Felaketin ardından iletişime önem veren Japonlar, felaket bölgelerine hızlı ulaşımın önemini vurguluyor, mevcut yolların güçlendirilmesi ve alternatif yolların üzerinde çalışıldığını kaydediyor. 11 Mart depreminin ardından bölgeye giden yollarda büyük tahribat olmamış, ancak birçok yol yoğunluk nedeniyle tıkanmıştı. Hükümet bölgeye giden ücretli bir otoyolu ivedi tamir ederek birkaç saat içinde hizmete sokmuş ve bu yolu sadece yardım ekiplerine ve orduya kullandırmıştı.
    
Felaketin ardından büyük bir enerji ihtiyacı ortaya çıkmış, aynı zamanda ciddi akaryakıt eksikliği nedeniyle günde araç başı 15 litre istihkak verilmişti. Merkezi hükümet akaryakıt ve enerji ihtiyacında önceliği kurtarma ekipleri, hastane ve sığınaklara vermiş ve gerekli yakıtın ulaşımını ordunun imkanlarını kullanarak bölgeye aktarmıştı.

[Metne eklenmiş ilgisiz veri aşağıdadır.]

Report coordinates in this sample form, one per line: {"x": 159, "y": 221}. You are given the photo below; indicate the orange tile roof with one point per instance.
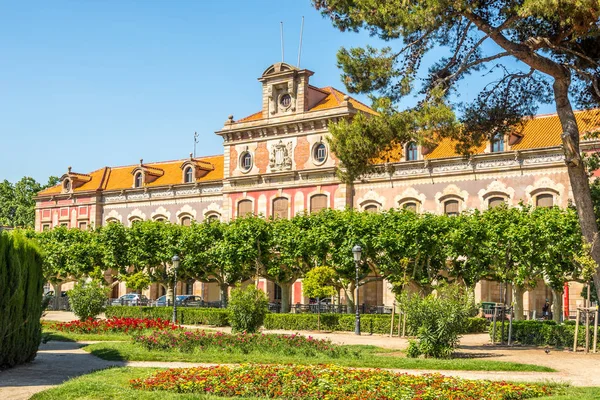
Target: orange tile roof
{"x": 333, "y": 98}
{"x": 537, "y": 132}
{"x": 118, "y": 178}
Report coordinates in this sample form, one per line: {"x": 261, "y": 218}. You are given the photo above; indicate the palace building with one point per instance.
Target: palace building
{"x": 277, "y": 162}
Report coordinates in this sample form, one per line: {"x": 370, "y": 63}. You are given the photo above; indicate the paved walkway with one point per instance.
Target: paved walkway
{"x": 58, "y": 361}
{"x": 55, "y": 363}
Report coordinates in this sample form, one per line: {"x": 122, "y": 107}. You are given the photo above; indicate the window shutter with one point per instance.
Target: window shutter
{"x": 544, "y": 200}
{"x": 244, "y": 208}
{"x": 371, "y": 208}
{"x": 318, "y": 202}
{"x": 451, "y": 207}
{"x": 280, "y": 207}
{"x": 495, "y": 202}
{"x": 411, "y": 206}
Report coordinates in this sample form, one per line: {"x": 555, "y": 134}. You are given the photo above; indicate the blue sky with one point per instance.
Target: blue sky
{"x": 95, "y": 83}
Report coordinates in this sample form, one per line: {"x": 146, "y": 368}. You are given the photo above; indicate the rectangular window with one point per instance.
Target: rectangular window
{"x": 544, "y": 200}
{"x": 280, "y": 207}
{"x": 318, "y": 202}
{"x": 451, "y": 208}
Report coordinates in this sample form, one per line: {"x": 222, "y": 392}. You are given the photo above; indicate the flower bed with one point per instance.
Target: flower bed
{"x": 113, "y": 325}
{"x": 330, "y": 382}
{"x": 242, "y": 343}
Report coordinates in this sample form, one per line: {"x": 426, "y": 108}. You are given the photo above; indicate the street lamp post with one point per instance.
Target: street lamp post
{"x": 356, "y": 251}
{"x": 175, "y": 261}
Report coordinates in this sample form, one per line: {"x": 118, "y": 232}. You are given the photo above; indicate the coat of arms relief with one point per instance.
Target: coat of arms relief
{"x": 281, "y": 156}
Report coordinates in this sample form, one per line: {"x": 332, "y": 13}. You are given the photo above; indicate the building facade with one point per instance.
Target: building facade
{"x": 277, "y": 162}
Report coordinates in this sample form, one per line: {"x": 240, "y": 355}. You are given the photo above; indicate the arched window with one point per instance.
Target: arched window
{"x": 544, "y": 200}
{"x": 497, "y": 143}
{"x": 318, "y": 202}
{"x": 496, "y": 201}
{"x": 188, "y": 175}
{"x": 371, "y": 208}
{"x": 410, "y": 206}
{"x": 280, "y": 207}
{"x": 451, "y": 207}
{"x": 213, "y": 217}
{"x": 246, "y": 161}
{"x": 244, "y": 208}
{"x": 411, "y": 152}
{"x": 134, "y": 220}
{"x": 137, "y": 181}
{"x": 320, "y": 153}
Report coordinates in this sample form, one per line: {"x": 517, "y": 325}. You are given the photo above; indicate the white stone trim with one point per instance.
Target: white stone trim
{"x": 136, "y": 214}
{"x": 161, "y": 212}
{"x": 371, "y": 197}
{"x": 278, "y": 195}
{"x": 496, "y": 188}
{"x": 113, "y": 214}
{"x": 451, "y": 191}
{"x": 410, "y": 195}
{"x": 545, "y": 185}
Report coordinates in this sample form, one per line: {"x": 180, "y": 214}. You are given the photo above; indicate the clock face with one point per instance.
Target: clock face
{"x": 285, "y": 100}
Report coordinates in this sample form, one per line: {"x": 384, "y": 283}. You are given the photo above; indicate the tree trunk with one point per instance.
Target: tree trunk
{"x": 285, "y": 296}
{"x": 350, "y": 298}
{"x": 580, "y": 184}
{"x": 518, "y": 299}
{"x": 170, "y": 294}
{"x": 557, "y": 305}
{"x": 224, "y": 290}
{"x": 57, "y": 295}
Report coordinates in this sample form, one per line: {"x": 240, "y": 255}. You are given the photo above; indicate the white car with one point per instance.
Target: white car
{"x": 131, "y": 299}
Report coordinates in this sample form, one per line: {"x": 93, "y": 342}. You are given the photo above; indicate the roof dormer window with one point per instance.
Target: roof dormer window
{"x": 411, "y": 152}
{"x": 138, "y": 180}
{"x": 188, "y": 176}
{"x": 497, "y": 143}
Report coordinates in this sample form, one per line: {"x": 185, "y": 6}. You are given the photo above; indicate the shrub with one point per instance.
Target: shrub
{"x": 112, "y": 325}
{"x": 247, "y": 309}
{"x": 21, "y": 284}
{"x": 88, "y": 300}
{"x": 542, "y": 333}
{"x": 189, "y": 316}
{"x": 440, "y": 319}
{"x": 240, "y": 343}
{"x": 329, "y": 382}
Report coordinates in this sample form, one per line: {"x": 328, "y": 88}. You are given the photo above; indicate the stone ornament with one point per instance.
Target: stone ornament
{"x": 281, "y": 156}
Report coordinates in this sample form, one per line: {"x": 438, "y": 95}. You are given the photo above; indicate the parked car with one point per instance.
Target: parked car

Ülke bu sorunu birkaç gün içerisinde çözerek yakıt ve enerji ihtiyacını belli merkezlerde sağlamıştı.
    
Bu felaketin ardından yaralarını hızlı bir şekilde saran ülkede yetkililer, bunun yanı sıra halen Mart ayındaki felaketin ardından yaşanan tüm sorunlar üzerinde çalışıp, yeni tedbirler geliştiriyor. Japonya'yı 11 Mart'ta vuran ve Çernobil'den bu yana en büyük nükleer kazaya neden olan deprem ve tsunami, yaklaşık 20 bin kişinin ölümüne, 80 binden fazla insanın evlerini terk etmesine yol açmıştı.